Stefan Meuschel, Geschäftsführer der Vereinigung deutscher Opernchöre und Bühnentänzer e.V. (VdO) nahm eine Rezension von Reinhard J. Brembeck über Glucks „Orphée et Eurydice“ in der Bayerischen Staatsoper („Süddeutschen Zeitung“ vom 22. Oktober 2003) zum Anlass, über das Thema Kritik und Operntheater nachzudenken.
Reinhard J. Brembeck beklagt sein beruflich bedingtes Missgeschick, sich offenbar zu Tode zu langweilen, wenn er auf der Bühne „die ewig gleichen Geschichten“ immer wieder auf’s Neue über sich ergehen lassen muss. Doch statt daraus die Konsequenz zu ziehen, seinen Beruf zu wechseln oder daran zu denken, dass nicht alle Theaterbesucher Kritiker sind, dass viele Theaterbesucher die alten Geschichten zum ersten Mal in der Vorstellung erzählt bekommen oder dass sie aus Liebe zu den alten Geschichten sie sich zum zweiten, dritten, vierten Mal erzählen lassen oder dass sie die alten Geschichten sich auch einmal von anderen Sängern, Dirigenten erzählen lassen wollen – nein, Reinhard J. Brembeck verallgemeinert sein professionelles Leiden und fordert den „Kick“ auf der Bühne für alle, nur auf dass er nicht einschlafe.
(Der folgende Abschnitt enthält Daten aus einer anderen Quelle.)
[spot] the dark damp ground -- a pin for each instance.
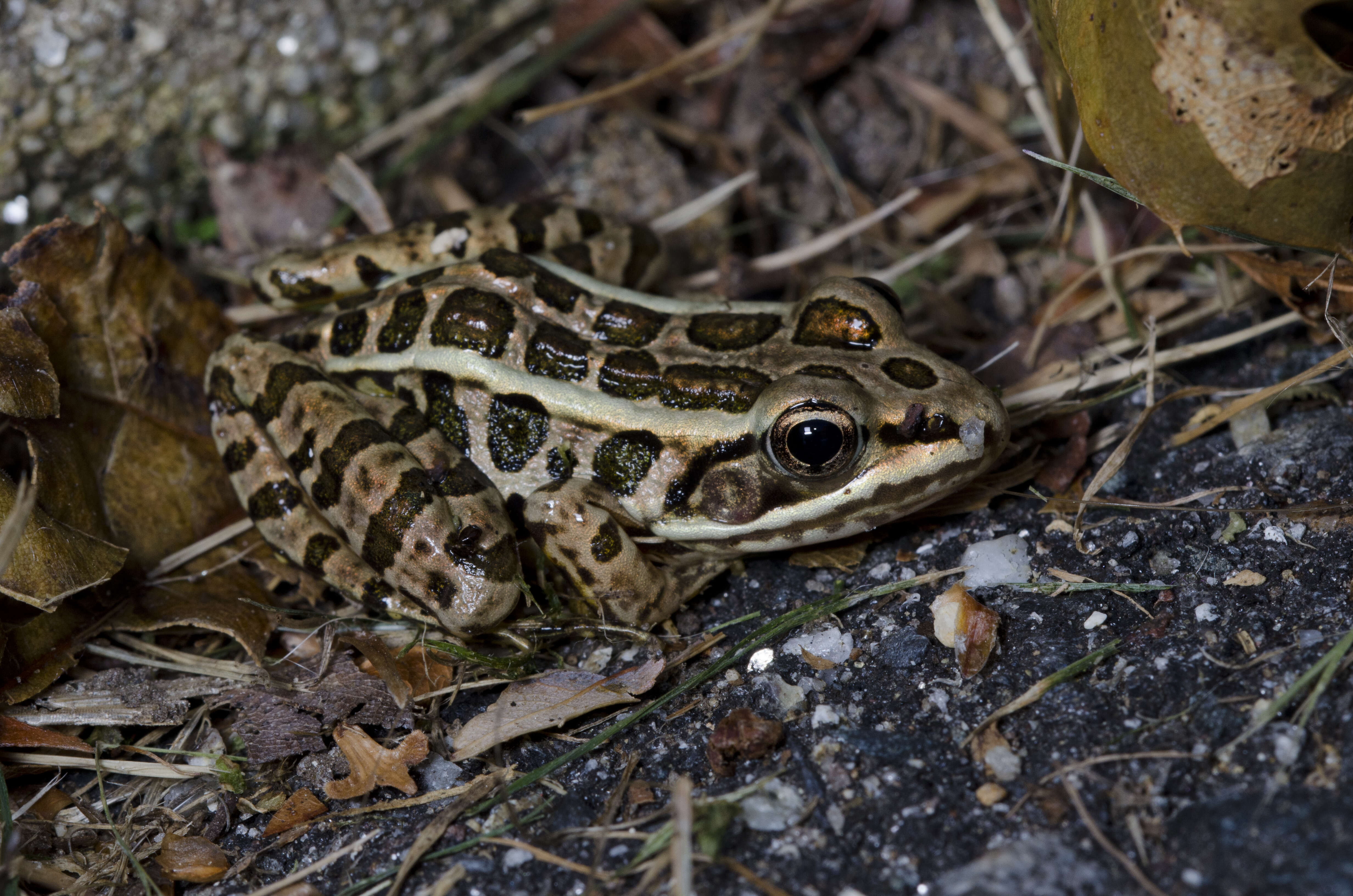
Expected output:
(877, 792)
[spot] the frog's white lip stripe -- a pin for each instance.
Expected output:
(563, 401)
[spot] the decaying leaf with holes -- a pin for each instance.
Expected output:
(374, 765)
(965, 626)
(550, 702)
(1234, 114)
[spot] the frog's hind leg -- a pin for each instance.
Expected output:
(274, 499)
(582, 530)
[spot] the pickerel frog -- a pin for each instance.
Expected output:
(498, 367)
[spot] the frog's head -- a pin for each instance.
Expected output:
(864, 428)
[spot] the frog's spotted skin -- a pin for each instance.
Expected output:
(580, 239)
(646, 442)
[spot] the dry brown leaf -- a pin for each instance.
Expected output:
(191, 859)
(373, 765)
(28, 380)
(550, 702)
(420, 671)
(965, 626)
(300, 808)
(815, 661)
(21, 734)
(381, 661)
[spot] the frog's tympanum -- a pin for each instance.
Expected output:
(482, 371)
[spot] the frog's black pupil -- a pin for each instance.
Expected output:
(815, 442)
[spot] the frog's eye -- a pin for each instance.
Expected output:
(814, 440)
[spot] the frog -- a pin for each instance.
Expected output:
(500, 376)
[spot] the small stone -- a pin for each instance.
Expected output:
(516, 857)
(994, 562)
(903, 649)
(824, 715)
(991, 794)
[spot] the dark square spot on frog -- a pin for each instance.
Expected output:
(623, 461)
(630, 325)
(474, 320)
(557, 354)
(705, 388)
(350, 332)
(910, 373)
(837, 324)
(731, 332)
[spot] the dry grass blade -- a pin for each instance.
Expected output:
(815, 247)
(295, 878)
(350, 183)
(686, 57)
(1044, 685)
(1119, 856)
(1121, 757)
(11, 533)
(918, 259)
(1262, 397)
(479, 788)
(113, 767)
(684, 821)
(463, 91)
(683, 216)
(217, 538)
(544, 856)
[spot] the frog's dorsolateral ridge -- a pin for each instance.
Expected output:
(457, 388)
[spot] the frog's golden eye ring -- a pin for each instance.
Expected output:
(814, 440)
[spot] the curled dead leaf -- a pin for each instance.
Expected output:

Das liest sich denn so – und es verdient, langsam gelesen zu werden: „Ein Fluch lastet auf dem Theater. Der Fluch, die ewig gleichen Geschichten immer wieder zu erzählen. Immer wieder wird die treu naive Desdemona von ihrem heroisch doofen Othello erwürgt, immer wieder finden sich Tristan und Isolde nur in der Musik und nicht im Bett.“ (Ein Tipp des Kritikers für die nächste Tristan-Inszenierung?)
„Welch merkwürdiges Phänomen: dass der Mensch sich an großer Musik sehr viel langsamer abhört, als er der Erzählungen müde wird.“ (Gibt es im Tristan keine große Musik?) „Schuberts ;Spinnrad-Gretchen‘ vermag selbst beim achtzigsten Mal zu bannen, aber Geschichten erschöpfen sich schneller, besonders auf dem Theater. Sie brauchen die Erneuerung, die Mode, den Kick, den bisher übersehenen Aspekt, um frisch wirken zu können, um dem Zuschauer“ (gemeint ist natürlich der Kritiker, der alles schon kennt) „die Illusion zu geben, sie erstmals zu hören…“ (weil er andernfalls Seit‘ an Seit‘ mit Brembeck einschläft).
Wenn Brembeck dann noch dialektisch arg kobolzend unterstellt, „weiten Teilen der Bevölkerung dürfte“ die Geschichte von Orpheus und Eurydike „noch heute geläufig sein“, weil sie „zu jenen Relikten der längst in den Hades abgewanderten Bildung“ gehöre, „durch die das deutsche Bildungssystem“ die Bevölkerung „so nachhaltig geschädigt“ habe, dann heißt das im Klartext: Da die bildungsgeschädigten Theaterbesucher gleich mir, dem Kritiker, die Orpheus-Geschichte bis zur Ermüdung kennen, darf sie auf der Bühne nur mit modischem Kick und unter Herauskitzeln bisher übersehener Aspekte erzählt, das heißt inszeniert werden. Was lehrt uns das? Inszenierungen müssen gekickt werden, weil der Kritiker sonst dem Fluch des Theaters erliegt und einschläft. Und die Regisseure müssen kicken, weil sie der Kritiker sonst nicht bemerkt (siehe oben: weil er nämlich schläft).
Da bleibt wenig Raum, dem ratsuchenden Leser der Kritik behilflich zu sein oder gar die künstlerischen Leistungen zu beschreiben und zu bewerten. Ist womöglich der Kick-geile Kritiker der auf dem Theater lastende Fluch?